Etonnement de la rédaction qui estime qu'un journaliste étranger venu de Singapour ne connaît pas assez Hong Kong et ses enjeux pour résister aux pressions diverses, et comprendre le caractère particulier du statut de Hong Kong face au pouvoir central chinois.

Tien-siong est mis en avant par le propriétaire du journal, Tiong Hiew King, un homme d'affaires malaisien qui a fait fortune dans le bois (il est accusé de contribuer à la destruction de la forêt tropicale). King possède aussi deux journaux en chinois, proches du PCC, publiés en Malaisie.

Début janvier, 90% de la rédaction, forte de 270 personnes, a signé une pétition demandant des explications à la direction.

Les journalistes (ci-dessus à l'entrée du journal le 7 janvier dernier) sont inquiets car jusque là Ming Pao s'était fait remarquer par son indépendance et sa dénonciation des atteintes aux droits de l'homme.

Hier 4 journalistes de Ming Pao ont, en signe de protestation, laissé certaines rubriques vides signale Zhulin Zhang sur Twitterpicto

Par exemple, Ming Pao s'était déclaré favorable à ce que le gouvernement de Hong Kong accorde une licence à la société HKTV qui voulait créer une nouvelle chaîne de télévision. Or, son propriétaire, Ricky Wong Wai-kay, trop indépendant, inquiète les autorités chinoises.

Fait marquant : bien que l'autorité de régulation de la radiodiffusion se soit déclarée favorable à l'octroi d'une licence, celle-ci a finalement été refusée.

Tout cela intervient alors que Wong essaie aussi de créer une chaîne destinée aux téléphones mobiles. Il a d'ailleurs déjà passé un accord avec China Mobile (le plus grand opérateur du monde avec plus de 750 millions de clients) pour lui racheter sa licence dans ce domaine, mais l'opération semble aussi bloquée souligne Asia Sentinel.

Cette nomination à la rédaction en chef de Ming Pao, s'inscrit dans la stratégie déja ancienne de contrôle des médias par le PCC. Avant même que Hong Kong ne passe sous pavillon chinois en 1997, le PCC a commencé à surveiller les médias publiés dans cette ancienne colonie britannique. Une stratégie qui s'accèlère car le gouvernement chinois a promis que l'élection du patron de l'exécutif de Hong Kong se ferait sur la base du suffrage universel à partir de 2017, et de même pour les élections au Parlement à partir de 2020.
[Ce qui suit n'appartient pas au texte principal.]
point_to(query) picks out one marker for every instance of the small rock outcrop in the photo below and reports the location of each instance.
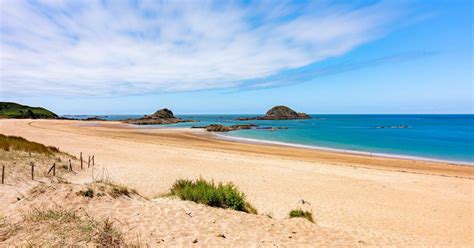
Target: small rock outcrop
(279, 113)
(222, 128)
(162, 116)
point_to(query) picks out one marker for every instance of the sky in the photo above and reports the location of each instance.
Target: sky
(229, 57)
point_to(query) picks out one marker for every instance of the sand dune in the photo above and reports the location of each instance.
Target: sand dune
(360, 199)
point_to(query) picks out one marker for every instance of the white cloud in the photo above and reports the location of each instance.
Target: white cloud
(120, 48)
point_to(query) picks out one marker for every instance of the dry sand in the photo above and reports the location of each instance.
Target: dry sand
(372, 200)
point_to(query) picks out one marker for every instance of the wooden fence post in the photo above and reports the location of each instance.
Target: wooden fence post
(53, 168)
(32, 171)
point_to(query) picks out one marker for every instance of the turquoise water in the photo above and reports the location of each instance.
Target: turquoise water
(441, 137)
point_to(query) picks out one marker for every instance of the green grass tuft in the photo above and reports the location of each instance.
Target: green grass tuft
(220, 195)
(298, 213)
(15, 143)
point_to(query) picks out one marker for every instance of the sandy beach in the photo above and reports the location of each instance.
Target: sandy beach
(365, 200)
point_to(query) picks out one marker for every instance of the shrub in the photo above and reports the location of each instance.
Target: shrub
(298, 213)
(221, 195)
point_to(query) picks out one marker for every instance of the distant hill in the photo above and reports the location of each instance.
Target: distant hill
(11, 110)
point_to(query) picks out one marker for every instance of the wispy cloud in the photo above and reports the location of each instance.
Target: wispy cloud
(119, 47)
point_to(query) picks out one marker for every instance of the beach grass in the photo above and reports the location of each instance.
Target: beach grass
(15, 143)
(299, 213)
(65, 226)
(211, 194)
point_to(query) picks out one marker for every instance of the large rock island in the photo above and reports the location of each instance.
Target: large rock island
(279, 113)
(162, 116)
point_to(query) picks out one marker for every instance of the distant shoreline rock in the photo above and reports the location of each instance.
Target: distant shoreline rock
(160, 117)
(278, 113)
(393, 127)
(222, 128)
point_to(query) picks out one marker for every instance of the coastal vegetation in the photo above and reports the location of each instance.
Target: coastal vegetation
(211, 194)
(299, 213)
(16, 143)
(17, 111)
(65, 227)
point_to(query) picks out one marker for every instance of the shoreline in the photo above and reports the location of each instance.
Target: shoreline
(343, 151)
(381, 201)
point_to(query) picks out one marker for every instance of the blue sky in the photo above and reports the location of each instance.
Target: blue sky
(133, 57)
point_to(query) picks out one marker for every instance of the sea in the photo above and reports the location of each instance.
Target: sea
(428, 136)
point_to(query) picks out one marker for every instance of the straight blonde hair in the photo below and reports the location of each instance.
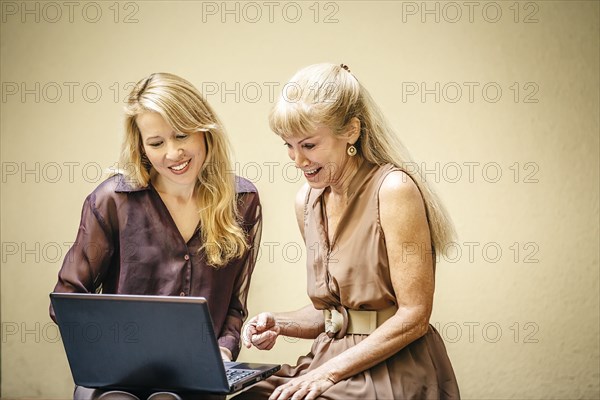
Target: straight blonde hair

Au-delà de Hong Kong, c'est le pouvoir central chinois du PCC qui est en cause. Certains hommes d'affaires qui contrôlent les groupes de presse sont vus comme des prête-noms aux ordres du PCC. Et il servent à l'occasion de relais aux bagarres qui opposent des factions du PCC entre elles.

"Nous risquons de perdre la liberté de la presse" dit le ruban qui entoure une couronne de fleurs déposée à l'entrée de l'immeuble du Ming Pao à Hong Kongpicto

Dernier exemple en date de ces luttes internes par presse interposée, lorsqu'un millionnaire chinois, inconnu à l'étranger, Chen Guangbiao (comme @si le signalait) a tout d'un coup annoncé son intention de racheter le New York Times. Considérée comme peu crédible, et la suite l'a prouvé, l'information a été ignorée par la majorité des journaux chinois, mais, par contre Ming Pao lui a donné un large écho. Ceci bien que certains observateurs chinois aient parlé de canular, et qualifié Guangbiao d'hypocrite et d'idiot.